The findings – in work done with zebrafish – were just published in the Journal of Lipid Research. The work was supported by the National Institutes of Health.
The research showed that zebrafish fed a diet deficient in vitamin E throughout their life had about 30 percent lower levels of DHA-PC, which is a part of the cellular membrane in every brain cell, or neuron. Other recent studies have also concluded that low levels of DHA-PC in the blood plasma of humans are a biomarker than can predict a higher risk of Alzheimer’s disease.
Just as important, the new research studied the level of compounds called “lyso PLs,” which are nutrients needed for getting DHA into the brain, and serve as building blocks that aid in membrane repair. It showed the lyso PLs are an average of 60 percent lower in fish with a vitamin E deficient diet.
The year-old zebrafish used in this study, and the deficient levels of vitamin E they were given, are equivalent to humans eating a low vitamin E diet for a lifetime. In the United States, 96 percent of adult women and 90 percent of men do not receive adequate levels of vitamin E in their diet.
DHA is a polyunsaturated fatty acid, or PUFA, increasingly recognized as one of the most important nutrients found in omega-3 fatty acids, such as those provided by fish oils and some other foods.

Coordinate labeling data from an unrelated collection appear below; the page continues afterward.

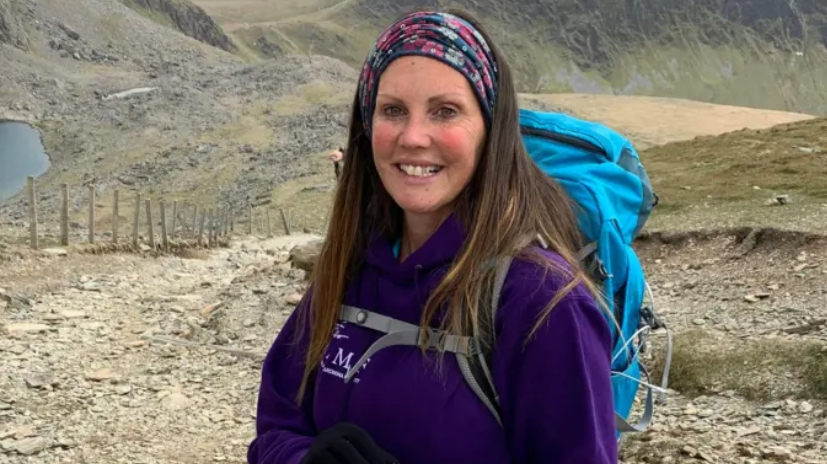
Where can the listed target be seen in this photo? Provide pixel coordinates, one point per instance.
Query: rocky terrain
(124, 358)
(205, 126)
(757, 53)
(154, 359)
(187, 18)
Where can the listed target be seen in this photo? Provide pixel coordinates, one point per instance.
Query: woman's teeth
(419, 171)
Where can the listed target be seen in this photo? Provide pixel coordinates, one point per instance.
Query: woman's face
(427, 133)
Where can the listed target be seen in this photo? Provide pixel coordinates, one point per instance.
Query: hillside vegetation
(759, 53)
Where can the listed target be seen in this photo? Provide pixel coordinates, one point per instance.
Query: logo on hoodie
(339, 359)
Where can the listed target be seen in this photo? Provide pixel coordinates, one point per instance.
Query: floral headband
(442, 36)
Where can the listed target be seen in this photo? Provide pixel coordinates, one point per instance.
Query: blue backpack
(602, 173)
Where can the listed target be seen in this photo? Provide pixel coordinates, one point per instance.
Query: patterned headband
(442, 36)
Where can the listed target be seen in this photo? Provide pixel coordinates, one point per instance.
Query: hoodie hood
(438, 252)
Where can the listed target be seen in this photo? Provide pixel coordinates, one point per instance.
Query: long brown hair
(518, 202)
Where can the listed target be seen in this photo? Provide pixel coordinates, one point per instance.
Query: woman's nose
(416, 132)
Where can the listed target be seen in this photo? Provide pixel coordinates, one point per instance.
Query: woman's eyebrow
(456, 96)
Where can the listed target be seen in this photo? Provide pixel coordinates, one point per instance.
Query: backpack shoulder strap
(475, 368)
(402, 333)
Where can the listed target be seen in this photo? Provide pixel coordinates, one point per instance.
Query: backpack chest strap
(401, 333)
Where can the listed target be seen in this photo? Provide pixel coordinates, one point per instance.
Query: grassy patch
(746, 166)
(766, 369)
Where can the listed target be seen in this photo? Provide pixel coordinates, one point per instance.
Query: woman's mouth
(418, 171)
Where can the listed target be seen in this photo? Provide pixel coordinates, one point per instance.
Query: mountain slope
(760, 53)
(188, 18)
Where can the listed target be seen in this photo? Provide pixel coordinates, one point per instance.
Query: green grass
(787, 158)
(760, 370)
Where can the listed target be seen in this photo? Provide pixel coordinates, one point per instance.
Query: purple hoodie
(555, 391)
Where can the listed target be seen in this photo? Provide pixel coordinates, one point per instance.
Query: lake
(21, 155)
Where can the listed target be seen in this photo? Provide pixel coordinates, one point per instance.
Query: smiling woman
(427, 133)
(21, 155)
(436, 187)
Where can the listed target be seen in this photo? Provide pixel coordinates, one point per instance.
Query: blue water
(21, 155)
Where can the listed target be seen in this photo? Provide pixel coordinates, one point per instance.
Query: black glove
(345, 443)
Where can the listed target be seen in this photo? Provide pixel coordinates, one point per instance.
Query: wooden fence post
(174, 217)
(269, 229)
(64, 215)
(91, 214)
(115, 216)
(164, 240)
(150, 228)
(285, 220)
(136, 219)
(250, 218)
(201, 227)
(32, 213)
(193, 235)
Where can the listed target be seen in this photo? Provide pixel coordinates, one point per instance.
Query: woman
(436, 185)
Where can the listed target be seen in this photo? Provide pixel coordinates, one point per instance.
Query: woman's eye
(446, 112)
(392, 111)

“This research showed that vitamin E is needed to prevent a dramatic loss of a critically important molecule in the brain, and helps explain why vitamin E is needed for brain health,” said Maret Traber, the Helen P. Rumbel Professor for Micronutrient Research in the College of Public Health and Human Sciences at OSU and lead author on this research.
“Human brains are very enriched in DHA but they can’t make it,” said Traber, who also is a principal investigator in the Linus Pauling Institute at OSU. “They get it from the liver. The particular molecules that help carry it there are these lyso PLs, and the amount of those compounds is being greatly reduced when vitamin E intake is insufficient. This sets the stage for cellular membrane damage and neuronal death.”
DHA is the needed nutrient, Traber said, but it’s lyso PLs which help get it into the brain. It’s the building block.
“You can’t build a house without the necessary materials,” Traber said. “In a sense, if vitamin E is inadequate, we’re cutting by more than half the amount of materials with which we can build and maintain the brain.”
Some other research, Traber said, has shown that the progression of Alzheimer’s disease can be slowed by increased intake of vitamin E, including one study published last year in the Journal of the American Medical Association. But that disease is probably a reflection of years of neurological damage that has already been done, she said. The zebrafish diet used in this study was deficient in vitamin E for the whole life of the fish – as is vitamin E deficiency in some humans.
Vitamin E in human diets is most often provided by dietary oils, such as olive oil. But many of the highest levels are in foods not routinely considered dietary staples – almonds, sunflower seeds or avocados.
“There’s increasingly clear evidence that vitamin E is associated with brain protection, and now we’re starting to better understand some of the underlying mechanisms,” Traber said.
Other collaborators on this research included Jan Stevens from the OSU College of Pharmacy and Robert Tanguay from the College of Agricultural Sciences.